揉め事の仲裁や交渉、調停や最終的に裁判になるようなケースだと弁護士の出番と言えるでしょう。
相手方との交渉事が絡んでくることは弁護士しかできませんのでそういう認識でよいです。
ほかには成年後見業務として認知症などの状況の方のサポートをしているケースや、遺言執行といって遺言の内容を実際の相続手続きで行う、遺言作成のサポートなどは弁護士の業務になります。
交渉ごとがない場合の相続手続き関係は司法書士でも担当していることがあります。
財産の範囲や遺言の有効無効などが関係している場合は特に揉め事のある相続になっていますので、相手方との交渉がある場合は弁護士に相談するという認識でいてもらえるとよいです。
ほかには遺留分の請求なども特別受益という部分の計算と相手方との交渉が入ってきますので基本は弁護士に依頼するのがベターです。
相続人が対応することもできますが、交渉事のプロは弁護士ですので相手の言いなりになったりしそう、相手方と話すのもストレス、という場合には代理人として弁護士を立てるのが安心です。
司法書士の出番
揉め事がない場合の相続で遺言執行や遺言作成がある場合には司法書士が担当しているケースも多いです。

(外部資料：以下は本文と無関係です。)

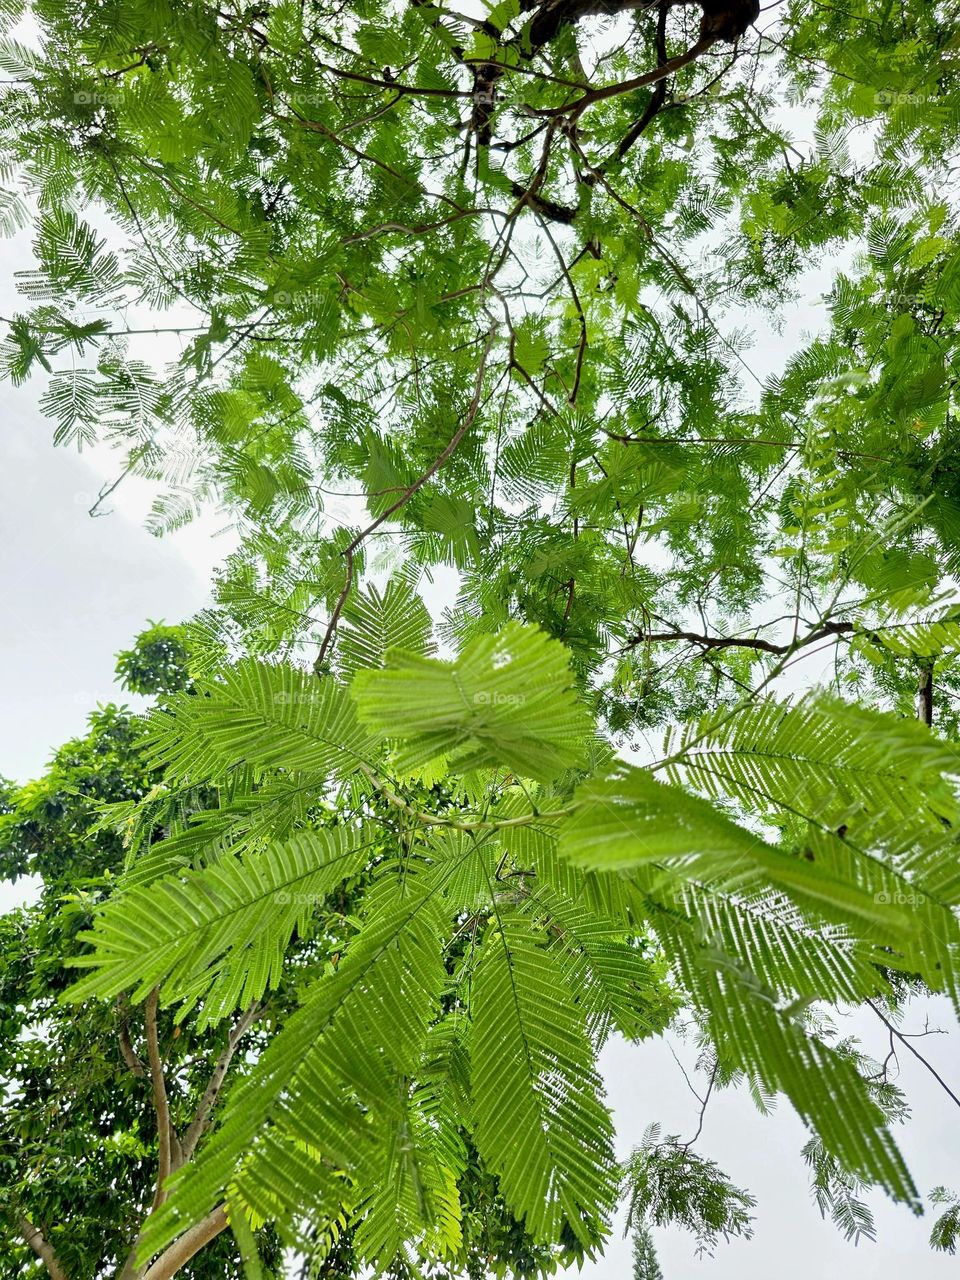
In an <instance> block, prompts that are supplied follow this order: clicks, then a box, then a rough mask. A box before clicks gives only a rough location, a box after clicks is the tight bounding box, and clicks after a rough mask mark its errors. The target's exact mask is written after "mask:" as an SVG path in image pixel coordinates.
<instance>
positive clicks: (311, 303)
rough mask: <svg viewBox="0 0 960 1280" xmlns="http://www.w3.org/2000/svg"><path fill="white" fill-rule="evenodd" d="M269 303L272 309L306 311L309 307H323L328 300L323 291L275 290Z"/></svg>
mask: <svg viewBox="0 0 960 1280" xmlns="http://www.w3.org/2000/svg"><path fill="white" fill-rule="evenodd" d="M269 301H270V306H271V307H274V308H276V307H297V308H298V310H300V311H307V310H310V307H319V306H325V305H328V303H329V301H330V300H329V296H328V294H326V293H325V292H324V291H323V289H275V291H274V292H273V293H271V294H270V298H269Z"/></svg>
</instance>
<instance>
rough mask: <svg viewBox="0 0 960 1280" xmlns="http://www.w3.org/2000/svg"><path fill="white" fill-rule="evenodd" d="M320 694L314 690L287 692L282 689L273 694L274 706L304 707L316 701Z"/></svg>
mask: <svg viewBox="0 0 960 1280" xmlns="http://www.w3.org/2000/svg"><path fill="white" fill-rule="evenodd" d="M317 696H319V694H317V692H312V691H303V692H287V691H285V690H280V692H278V694H274V695H273V704H274V707H302V705H308V704H310V703H314V701H316V699H317Z"/></svg>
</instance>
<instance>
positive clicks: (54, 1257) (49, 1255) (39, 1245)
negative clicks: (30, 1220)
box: [17, 1213, 67, 1280]
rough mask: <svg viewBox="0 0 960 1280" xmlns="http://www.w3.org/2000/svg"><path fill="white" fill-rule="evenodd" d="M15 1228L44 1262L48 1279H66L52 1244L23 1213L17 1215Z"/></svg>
mask: <svg viewBox="0 0 960 1280" xmlns="http://www.w3.org/2000/svg"><path fill="white" fill-rule="evenodd" d="M17 1230H18V1231H19V1233H20V1235H22V1236H23V1239H24V1240H26V1242H27V1244H28V1245H29V1247H31V1249H33V1252H35V1253H36V1256H37V1257H38V1258H40V1261H41V1262H42V1263H44V1266H45V1267H46V1271H47V1275H49V1276H50V1280H67V1272H65V1271H64V1268H63V1267H61V1266H60V1260H59V1258H58V1257H56V1251H55V1249H54V1247H52V1244H50V1242H49V1240H47V1239H46V1236H45V1235H44V1233H42V1231H41V1230H40V1229H38V1228H36V1226H33V1224H32V1222H31V1221H29V1219H28V1217H24V1216H23V1213H18V1215H17Z"/></svg>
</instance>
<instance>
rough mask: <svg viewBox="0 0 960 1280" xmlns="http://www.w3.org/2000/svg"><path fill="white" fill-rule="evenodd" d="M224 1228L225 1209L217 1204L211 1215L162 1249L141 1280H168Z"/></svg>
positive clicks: (224, 1226)
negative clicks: (159, 1256)
mask: <svg viewBox="0 0 960 1280" xmlns="http://www.w3.org/2000/svg"><path fill="white" fill-rule="evenodd" d="M225 1228H227V1208H225V1206H224V1204H218V1207H216V1208H215V1210H214V1211H212V1213H207V1216H206V1217H205V1219H202V1221H200V1222H197V1225H196V1226H192V1228H191V1229H189V1230H188V1231H184V1233H183V1235H180V1236H179V1238H178V1239H175V1240H174V1242H173V1244H170V1245H169V1247H168V1248H166V1249H164V1252H163V1253H161V1254H160V1257H159V1258H157V1260H156V1261H155V1262H154V1263H151V1266H150V1267H147V1270H146V1272H145V1274H143V1280H170V1277H172V1276H175V1275H177V1272H178V1271H179V1270H180V1267H182V1266H183V1265H184V1262H189V1260H191V1258H192V1257H193V1256H195V1254H197V1253H200V1251H201V1249H202V1248H204V1245H206V1244H209V1243H210V1242H211V1240H214V1239H216V1236H218V1235H219V1234H220V1231H223V1230H224V1229H225Z"/></svg>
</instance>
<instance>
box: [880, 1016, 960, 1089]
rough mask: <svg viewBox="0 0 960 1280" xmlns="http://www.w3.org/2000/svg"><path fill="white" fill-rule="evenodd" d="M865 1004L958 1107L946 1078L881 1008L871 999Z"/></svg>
mask: <svg viewBox="0 0 960 1280" xmlns="http://www.w3.org/2000/svg"><path fill="white" fill-rule="evenodd" d="M867 1004H868V1005H869V1006H870V1009H872V1010H873V1011H874V1014H876V1015H877V1016H878V1018H879V1020H881V1021H882V1023H883V1025H884V1027H886V1028H887V1030H888V1032H890V1034H891V1037H896V1038H897V1039H899V1041H900V1043H901V1044H902V1046H904V1047H905V1048H909V1050H910V1052H911V1053H913V1056H914V1057H915V1059H916V1060H918V1061H919V1062H923V1065H924V1066H925V1068H927V1070H928V1071H929V1073H931V1075H932V1076H933V1079H934V1080H936V1082H937V1084H938V1085H940V1087H941V1089H943V1092H945V1093H946V1096H947V1097H948V1098H950V1100H951V1101H952V1102H956V1105H957V1106H959V1107H960V1098H959V1097H957V1096H956V1093H954V1091H952V1089H951V1088H950V1085H948V1084H947V1082H946V1080H945V1079H943V1076H942V1075H941V1074H940V1071H937V1070H936V1068H933V1066H932V1065H931V1064H929V1062H928V1061H927V1059H925V1057H924V1056H923V1053H920V1052H919V1050H915V1048H914V1046H913V1044H911V1043H910V1041H909V1038H908V1037H906V1036H904V1033H902V1032H901V1030H899V1029H897V1028H896V1027H895V1025H893V1023H891V1021H890V1019H888V1018H884V1015H883V1014H882V1012H881V1010H879V1009H878V1007H877V1006H876V1005H874V1002H873V1001H872V1000H868V1001H867Z"/></svg>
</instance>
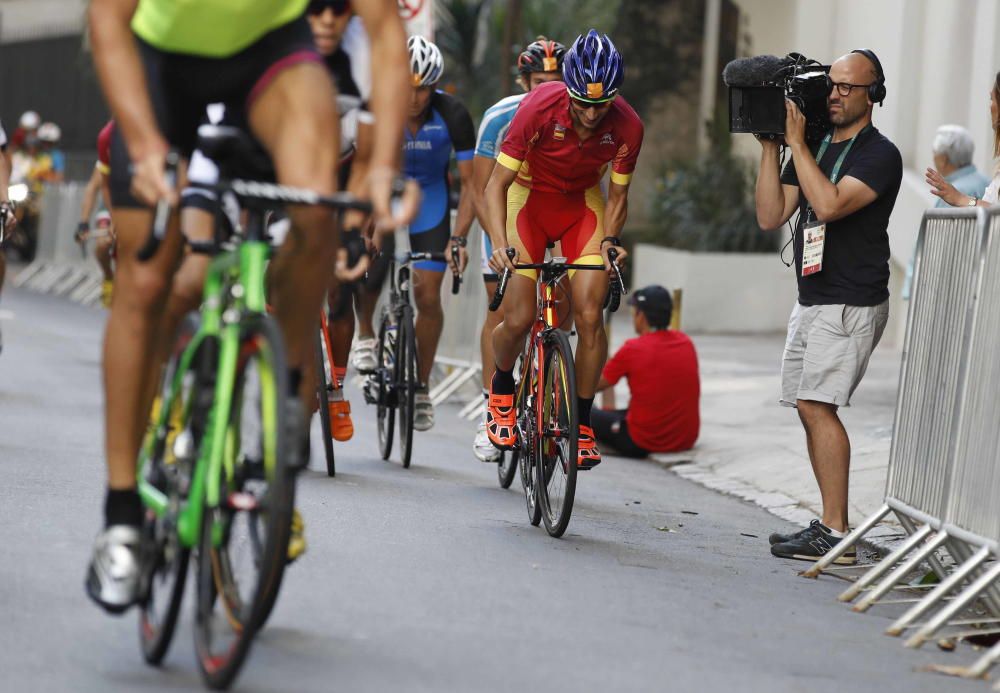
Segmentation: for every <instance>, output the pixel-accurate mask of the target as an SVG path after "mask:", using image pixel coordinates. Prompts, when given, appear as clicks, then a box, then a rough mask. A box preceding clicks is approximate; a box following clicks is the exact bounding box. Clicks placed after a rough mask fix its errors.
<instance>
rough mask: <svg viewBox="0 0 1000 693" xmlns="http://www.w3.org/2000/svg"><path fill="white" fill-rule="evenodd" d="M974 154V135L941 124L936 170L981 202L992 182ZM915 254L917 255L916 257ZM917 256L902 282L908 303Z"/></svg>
mask: <svg viewBox="0 0 1000 693" xmlns="http://www.w3.org/2000/svg"><path fill="white" fill-rule="evenodd" d="M975 151H976V143H975V142H974V141H973V140H972V133H970V132H969V131H968V130H966V129H965V128H963V127H962V126H961V125H942V126H941V127H939V128H938V129H937V132H936V133H935V134H934V143H933V144H932V145H931V152H932V154H933V156H934V168H935V169H937V171H938V173H940V174H941V175H942V176H943V177H944V179H945V180H946V181H948V182H949V183H951V184H952V185H953V186H955V189H956V190H958V191H959V192H960V193H962V194H963V195H966V196H971V197H975V198H976V199H977V200H978V199H980V198H981V197H982V196H983V191H984V190H986V186H987V185H989V183H990V179H989V178H987V177H986V176H984V175H983V174H982V173H980V172H979V171H977V170H976V167H975V166H973V165H972V155H973V154H975ZM934 206H935V207H936V208H942V207H949V206H950V205H949V204H948V203H947V202H945V201H944V199H943V198H940V197H939V198H938V200H937V202H935V203H934ZM915 255H916V253H915V252H914V257H915ZM914 257H911V258H910V262H909V264H907V266H906V279H905V280H904V282H903V299H904V300H907V301H908V300H910V287H911V284H912V283H913V260H914Z"/></svg>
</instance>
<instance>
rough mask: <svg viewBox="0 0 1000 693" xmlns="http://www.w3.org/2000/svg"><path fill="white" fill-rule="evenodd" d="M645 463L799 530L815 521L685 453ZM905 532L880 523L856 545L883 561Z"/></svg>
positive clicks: (783, 497)
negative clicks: (762, 513) (747, 502)
mask: <svg viewBox="0 0 1000 693" xmlns="http://www.w3.org/2000/svg"><path fill="white" fill-rule="evenodd" d="M647 459H649V460H650V461H652V462H653V463H654V464H658V465H659V466H661V467H663V468H664V469H665V470H667V471H668V472H672V473H673V474H676V475H677V476H679V477H681V478H682V479H686V480H688V481H691V482H694V483H696V484H698V485H699V486H703V487H705V488H707V489H710V490H712V491H716V492H718V493H722V494H724V495H727V496H733V497H734V498H739V499H740V500H744V501H747V502H748V503H753V504H754V505H756V506H758V507H760V508H763V509H764V510H766V511H767V512H769V513H771V514H772V515H775V516H776V517H780V518H781V519H782V520H786V521H788V522H791V523H793V524H796V525H799V526H800V527H806V526H808V524H809V523H810V522H811V521H812V520H814V519H816V514H815V513H814V512H813V511H812V510H810V509H808V508H807V507H805V506H804V505H802V504H801V503H799V501H797V500H795V499H794V498H792V497H791V496H786V495H785V494H783V493H780V492H777V491H762V490H761V489H759V488H756V487H754V486H751V485H750V484H748V483H746V482H743V481H740V480H738V479H733V478H730V477H725V476H722V475H720V474H716V473H715V472H714V471H712V470H710V469H705V468H704V467H699V466H698V465H697V460H696V459H695V458H694V456H692V455H691V453H690V451H689V452H686V453H669V454H654V455H650V456H649V457H648V458H647ZM906 536H907V535H906V532H905V531H904V530H903V528H902V527H899V526H898V525H892V524H885V523H879V524H878V525H876V526H875V527H874V528H872V529H871V531H869V532H868V533H867V534H866V535H865V536H863V537H862V538H861V539H860V540H859V541H858V547H859V548H860V549H862V551H863V552H865V553H867V554H869V555H871V556H873V557H875V558H878V559H881V558H885V557H886V556H887V555H888V554H889V553H890V552H891V551H892V550H893V549H895V548H896V546H898V545H899V543H900V542H901V541H903V540H904V539H905V538H906Z"/></svg>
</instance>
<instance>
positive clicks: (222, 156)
mask: <svg viewBox="0 0 1000 693" xmlns="http://www.w3.org/2000/svg"><path fill="white" fill-rule="evenodd" d="M198 148H199V149H200V150H201V152H202V153H203V154H204V155H205V156H207V157H208V158H209V159H211V160H212V161H214V162H215V164H216V165H217V166H218V167H219V175H220V177H221V178H223V179H227V178H229V179H232V178H242V179H244V180H254V181H259V182H273V181H274V179H275V175H274V166H273V164H272V163H271V157H270V156H268V154H267V152H265V151H264V148H263V147H261V146H260V144H259V143H258V142H257V140H255V139H253V138H252V137H251V136H250V135H248V134H247V133H245V132H243V131H242V130H240V129H239V128H236V127H233V126H231V125H208V124H206V125H201V126H199V127H198Z"/></svg>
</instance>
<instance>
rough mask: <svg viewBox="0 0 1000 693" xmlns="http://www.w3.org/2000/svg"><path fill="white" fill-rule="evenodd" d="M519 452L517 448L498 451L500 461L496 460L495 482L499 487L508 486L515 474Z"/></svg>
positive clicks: (516, 466) (516, 469) (519, 452)
mask: <svg viewBox="0 0 1000 693" xmlns="http://www.w3.org/2000/svg"><path fill="white" fill-rule="evenodd" d="M520 456H521V453H520V451H519V450H516V449H515V450H511V451H510V452H509V453H508V452H506V451H505V452H501V453H500V461H499V462H497V482H498V483H499V484H500V488H510V485H511V484H512V483H514V477H515V476H517V463H518V459H519V458H520Z"/></svg>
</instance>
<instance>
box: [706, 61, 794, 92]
mask: <svg viewBox="0 0 1000 693" xmlns="http://www.w3.org/2000/svg"><path fill="white" fill-rule="evenodd" d="M789 62H790V61H789V60H788V58H779V57H778V56H776V55H757V56H754V57H752V58H738V59H736V60H733V61H732V62H730V63H729V64H728V65H726V68H725V69H724V70H723V71H722V81H723V82H725V83H726V86H730V87H758V86H760V85H762V84H773V83H774V82H775V81H776V80H778V79H779V76H780V75H779V73H780V72H781V71H782V70H784V69H785V68H786V67H788V65H789Z"/></svg>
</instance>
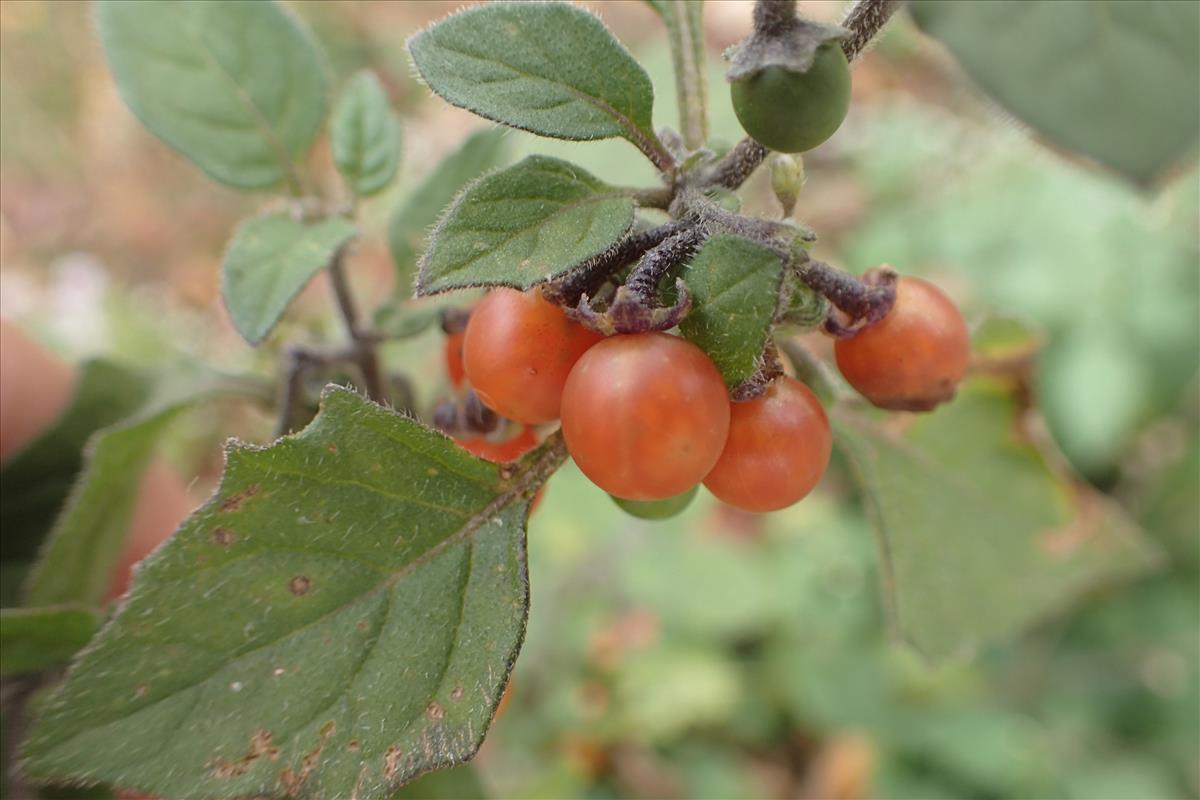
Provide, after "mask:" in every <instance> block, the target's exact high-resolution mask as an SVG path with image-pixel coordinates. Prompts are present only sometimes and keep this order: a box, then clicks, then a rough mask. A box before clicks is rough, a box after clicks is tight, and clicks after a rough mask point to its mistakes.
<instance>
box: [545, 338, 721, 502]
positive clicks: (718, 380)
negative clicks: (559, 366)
mask: <svg viewBox="0 0 1200 800" xmlns="http://www.w3.org/2000/svg"><path fill="white" fill-rule="evenodd" d="M728 431H730V401H728V395H727V393H726V391H725V381H724V380H721V373H720V372H718V369H716V367H715V366H714V365H713V362H712V360H710V359H709V357H708V356H707V355H706V354H704V351H703V350H701V349H700V348H698V347H696V345H695V344H692V343H691V342H688V341H685V339H682V338H679V337H676V336H668V335H666V333H658V332H654V333H632V335H626V336H612V337H608V338H606V339H605V341H602V342H600V343H599V344H596V345H595V347H593V348H592V349H590V350H588V351H587V353H584V354H583V357H581V359H580V361H578V363H576V365H575V368H574V369H571V374H570V377H569V378H568V379H566V387H565V389H564V390H563V437H564V438H565V440H566V450H568V452H570V453H571V457H572V458H574V459H575V463H576V464H578V467H580V469H581V470H583V474H584V475H587V476H588V479H590V480H592V482H593V483H595V485H596V486H599V487H600V488H601V489H604V491H605V492H607V493H608V494H613V495H616V497H618V498H624V499H626V500H662V499H666V498H671V497H674V495H677V494H680V493H683V492H686V491H688V489H690V488H691V487H692V486H695V485H696V483H700V481H701V480H702V479H703V477H704V475H707V474H708V470H710V469H712V468H713V464H715V463H716V458H718V457H719V456H720V455H721V447H724V446H725V437H726V435H727V434H728Z"/></svg>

登記が関係する相続(不動産が相続財産に含まれる)の場合には司法書士に相談するのが安心です。
司法書士も登記はやっているけど遺言作成と執行はやってないとか、後見業務はやっていない、という業務区分があるケースもあるので相談の前にこういう対応ができるか、というのは聞いておいたほうが無難です。
揉め事のない相続の相続手続きに関しては司法書士で担えるので仕事として受けてくれるケースは多いという認識でよいでしょう。
相続対策で信託契約をしたいというケースも司法書士が担当していることが多いです。
税理士の出番
税理士の出番としては税金が絡んでいる相続の場合となります。
相続税もそうですし贈与や不動産の売却なども税金のことが出てきますので税理士が担当することが多いです。
税務申告も相続人が行うことはできますが、所得税の確定申告とは別物なので財産規模が大きいなどがあればやはり税理士に依頼したほうが安全ではあります。
相談先として最初に税理士というケースもあれば、弁護士や司法書士に相談したら税金面でのフォローが必要となって税理士を紹介してもらうケースもあります。
逆に税理士から弁護士や司法書士を紹介するケースもあって、相続業務を行っている士業であれば紹介先、相談先はいくつかあるのが一般的です。
まとめ
どの士業に最初に相談にいくかですが揉め事があって交渉が必要なら弁護士です。
相続手続き全般のことであれば司法書士に、税金のことが心配であれば税理士にというのが一般的かなと。
各士業が行っている相談会などでまず相談して依頼するかどうかを検討するのもよいでしょう。もちろん近くで相談に乗ってくれる士業がいればそこに相談するのも選択肢です。